# Aire at St Malo



## bozzer (Jul 22, 2009)

Can anyone recommend an Aire at St Malo. 
We are on the 10.30 am ferry to Portsmouth in a couple of weeks and wanted to stay the night prior to the ferry.
Thanks


----------



## Cherekee (May 1, 2005)

Hi Bozzer,

You can park overnight next to the docks. Instead of turning into the check-in take the next little road (next exit 2 mtrs) up onto the park overlooking the marina. Park on the north side next to the fence.

Otherwise there are a few within 20 mins drive. They are all in the Aires books.

Cheers

Alan


----------



## DABurleigh (May 9, 2005)

I put a number of aires at/near St Malo in the MHF campsite database.

Dave


----------



## jonegood (Nov 5, 2007)

The place next to the yacht harbour is great, we ve stayed there a couple of times and it is right next to the ferry port, just turn sharper left. 
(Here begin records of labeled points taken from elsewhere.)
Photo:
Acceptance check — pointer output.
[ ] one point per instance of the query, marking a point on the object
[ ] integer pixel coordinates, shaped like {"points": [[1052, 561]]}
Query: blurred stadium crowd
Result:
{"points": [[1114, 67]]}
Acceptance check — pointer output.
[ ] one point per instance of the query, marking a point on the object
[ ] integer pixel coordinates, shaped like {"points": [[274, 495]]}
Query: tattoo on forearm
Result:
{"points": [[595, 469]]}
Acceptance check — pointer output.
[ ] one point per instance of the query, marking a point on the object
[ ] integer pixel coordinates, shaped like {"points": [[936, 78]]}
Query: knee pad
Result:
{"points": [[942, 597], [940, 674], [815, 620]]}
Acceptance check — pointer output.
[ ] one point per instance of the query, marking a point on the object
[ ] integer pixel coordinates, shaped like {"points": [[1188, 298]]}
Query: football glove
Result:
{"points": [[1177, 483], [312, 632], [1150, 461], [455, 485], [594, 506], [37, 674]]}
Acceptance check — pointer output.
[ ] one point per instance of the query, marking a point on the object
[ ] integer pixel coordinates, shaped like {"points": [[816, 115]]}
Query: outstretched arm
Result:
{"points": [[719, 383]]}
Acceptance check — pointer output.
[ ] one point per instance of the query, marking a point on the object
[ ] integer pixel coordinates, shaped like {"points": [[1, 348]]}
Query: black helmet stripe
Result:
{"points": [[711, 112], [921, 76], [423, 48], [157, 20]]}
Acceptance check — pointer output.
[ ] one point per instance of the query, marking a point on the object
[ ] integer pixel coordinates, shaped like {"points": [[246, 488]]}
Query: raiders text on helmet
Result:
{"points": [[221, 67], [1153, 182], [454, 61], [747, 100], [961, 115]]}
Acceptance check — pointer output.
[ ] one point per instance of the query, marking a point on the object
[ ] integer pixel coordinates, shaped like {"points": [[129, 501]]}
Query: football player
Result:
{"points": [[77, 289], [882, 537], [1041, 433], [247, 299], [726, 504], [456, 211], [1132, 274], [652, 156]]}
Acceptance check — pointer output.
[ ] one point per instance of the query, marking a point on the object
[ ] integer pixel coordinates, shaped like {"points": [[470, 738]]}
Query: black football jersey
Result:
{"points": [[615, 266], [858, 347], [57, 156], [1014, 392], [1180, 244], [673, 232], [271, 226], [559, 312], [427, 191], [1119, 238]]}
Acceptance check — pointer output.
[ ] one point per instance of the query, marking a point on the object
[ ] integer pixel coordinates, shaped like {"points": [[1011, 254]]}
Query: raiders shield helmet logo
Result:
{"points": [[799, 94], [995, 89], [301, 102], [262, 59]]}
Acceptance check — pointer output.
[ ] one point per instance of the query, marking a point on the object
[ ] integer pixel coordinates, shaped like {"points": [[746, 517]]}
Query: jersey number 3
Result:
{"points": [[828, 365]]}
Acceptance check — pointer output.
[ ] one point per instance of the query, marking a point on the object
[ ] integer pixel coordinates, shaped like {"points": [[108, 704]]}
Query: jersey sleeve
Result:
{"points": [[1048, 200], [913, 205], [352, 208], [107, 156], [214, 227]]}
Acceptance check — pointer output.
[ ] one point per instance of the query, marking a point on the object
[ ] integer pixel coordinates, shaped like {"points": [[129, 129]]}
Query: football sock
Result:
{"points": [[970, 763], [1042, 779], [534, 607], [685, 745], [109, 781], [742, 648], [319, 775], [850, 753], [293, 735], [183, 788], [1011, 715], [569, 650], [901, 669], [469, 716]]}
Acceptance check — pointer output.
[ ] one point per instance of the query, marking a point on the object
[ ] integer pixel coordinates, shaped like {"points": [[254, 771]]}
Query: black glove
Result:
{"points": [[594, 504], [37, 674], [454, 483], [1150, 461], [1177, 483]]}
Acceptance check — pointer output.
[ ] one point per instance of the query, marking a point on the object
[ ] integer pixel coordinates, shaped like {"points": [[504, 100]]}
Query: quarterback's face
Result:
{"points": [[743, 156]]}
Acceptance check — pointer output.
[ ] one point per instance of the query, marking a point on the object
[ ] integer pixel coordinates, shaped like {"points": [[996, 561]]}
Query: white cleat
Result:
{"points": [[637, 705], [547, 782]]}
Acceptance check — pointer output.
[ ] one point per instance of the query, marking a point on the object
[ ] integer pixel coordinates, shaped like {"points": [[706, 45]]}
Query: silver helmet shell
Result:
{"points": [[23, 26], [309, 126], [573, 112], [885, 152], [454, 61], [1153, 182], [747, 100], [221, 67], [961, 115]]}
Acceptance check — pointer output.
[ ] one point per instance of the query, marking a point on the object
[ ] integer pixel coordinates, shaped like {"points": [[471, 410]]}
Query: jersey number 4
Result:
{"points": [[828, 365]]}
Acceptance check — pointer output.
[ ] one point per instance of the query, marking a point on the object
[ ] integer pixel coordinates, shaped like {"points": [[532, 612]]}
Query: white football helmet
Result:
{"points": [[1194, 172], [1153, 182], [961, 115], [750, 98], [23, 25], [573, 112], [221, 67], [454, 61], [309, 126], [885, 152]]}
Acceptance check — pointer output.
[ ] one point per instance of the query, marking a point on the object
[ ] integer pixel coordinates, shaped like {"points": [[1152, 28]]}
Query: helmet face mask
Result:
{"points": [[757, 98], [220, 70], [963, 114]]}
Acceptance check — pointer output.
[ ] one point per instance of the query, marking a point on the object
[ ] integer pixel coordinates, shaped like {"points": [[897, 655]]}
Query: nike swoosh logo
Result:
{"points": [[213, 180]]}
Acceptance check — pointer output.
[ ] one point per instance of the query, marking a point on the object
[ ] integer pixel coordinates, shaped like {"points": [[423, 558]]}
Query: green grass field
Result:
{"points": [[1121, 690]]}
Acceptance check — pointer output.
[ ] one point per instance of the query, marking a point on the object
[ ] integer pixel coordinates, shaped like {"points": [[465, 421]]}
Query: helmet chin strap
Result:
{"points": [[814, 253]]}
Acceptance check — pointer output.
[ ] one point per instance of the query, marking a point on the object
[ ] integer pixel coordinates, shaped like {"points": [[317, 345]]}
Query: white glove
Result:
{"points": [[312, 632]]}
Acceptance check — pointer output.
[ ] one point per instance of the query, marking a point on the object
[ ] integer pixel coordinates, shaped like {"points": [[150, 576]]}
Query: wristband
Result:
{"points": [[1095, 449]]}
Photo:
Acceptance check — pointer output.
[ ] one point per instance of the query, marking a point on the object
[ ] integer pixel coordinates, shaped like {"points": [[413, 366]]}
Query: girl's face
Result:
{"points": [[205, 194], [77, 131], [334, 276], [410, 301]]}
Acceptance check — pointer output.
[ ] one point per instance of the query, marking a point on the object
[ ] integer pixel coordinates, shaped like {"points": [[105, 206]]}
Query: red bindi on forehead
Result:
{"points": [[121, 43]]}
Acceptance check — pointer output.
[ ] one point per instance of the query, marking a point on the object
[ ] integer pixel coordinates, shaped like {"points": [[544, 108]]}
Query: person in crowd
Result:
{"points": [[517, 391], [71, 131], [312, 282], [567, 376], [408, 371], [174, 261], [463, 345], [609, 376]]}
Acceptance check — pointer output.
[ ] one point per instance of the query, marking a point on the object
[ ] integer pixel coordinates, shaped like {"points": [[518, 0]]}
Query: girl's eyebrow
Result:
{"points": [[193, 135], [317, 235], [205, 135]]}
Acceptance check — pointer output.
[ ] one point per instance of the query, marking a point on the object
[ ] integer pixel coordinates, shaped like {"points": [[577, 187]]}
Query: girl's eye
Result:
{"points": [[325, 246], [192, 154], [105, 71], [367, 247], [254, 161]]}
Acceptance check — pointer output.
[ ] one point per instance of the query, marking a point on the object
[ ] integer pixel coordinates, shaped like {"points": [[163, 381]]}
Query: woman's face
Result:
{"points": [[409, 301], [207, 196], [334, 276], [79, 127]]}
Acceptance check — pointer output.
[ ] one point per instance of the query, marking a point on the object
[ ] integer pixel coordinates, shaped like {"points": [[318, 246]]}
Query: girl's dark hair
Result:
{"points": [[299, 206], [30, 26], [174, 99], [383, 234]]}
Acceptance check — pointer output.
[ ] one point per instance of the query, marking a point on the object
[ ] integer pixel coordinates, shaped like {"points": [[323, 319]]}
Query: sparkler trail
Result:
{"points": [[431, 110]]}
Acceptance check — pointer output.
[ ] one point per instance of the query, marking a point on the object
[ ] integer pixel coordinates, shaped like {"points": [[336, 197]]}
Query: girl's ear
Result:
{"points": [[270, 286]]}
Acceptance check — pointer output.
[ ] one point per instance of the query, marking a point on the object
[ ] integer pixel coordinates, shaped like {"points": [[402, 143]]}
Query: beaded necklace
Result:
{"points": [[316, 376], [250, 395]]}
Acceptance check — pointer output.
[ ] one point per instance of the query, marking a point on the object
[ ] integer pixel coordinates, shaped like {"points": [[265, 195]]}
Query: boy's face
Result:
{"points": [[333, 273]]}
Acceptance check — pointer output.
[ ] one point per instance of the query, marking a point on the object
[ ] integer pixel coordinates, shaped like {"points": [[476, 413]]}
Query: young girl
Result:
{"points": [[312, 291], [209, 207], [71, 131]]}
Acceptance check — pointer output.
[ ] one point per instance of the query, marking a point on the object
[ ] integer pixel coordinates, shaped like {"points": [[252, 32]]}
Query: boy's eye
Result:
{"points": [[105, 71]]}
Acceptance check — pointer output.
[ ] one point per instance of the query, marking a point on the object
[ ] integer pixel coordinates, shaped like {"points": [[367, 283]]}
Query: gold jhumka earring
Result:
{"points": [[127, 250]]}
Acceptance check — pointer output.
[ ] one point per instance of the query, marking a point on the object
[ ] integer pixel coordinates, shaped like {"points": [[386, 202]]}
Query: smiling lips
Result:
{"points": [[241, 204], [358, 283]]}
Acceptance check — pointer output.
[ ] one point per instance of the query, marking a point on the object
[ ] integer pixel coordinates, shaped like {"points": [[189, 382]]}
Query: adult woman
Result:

But just a little caution, we ve never quite worked out the rules, there seems to be a time limit, ie not during the day and would really underline the suggestion to park against the fence and not on the sea wall because this seems to really iritate the fishing/boating lot. 

Great place though, right next to the port, nice views over the basin and 5 minutes walk to the old town.


----------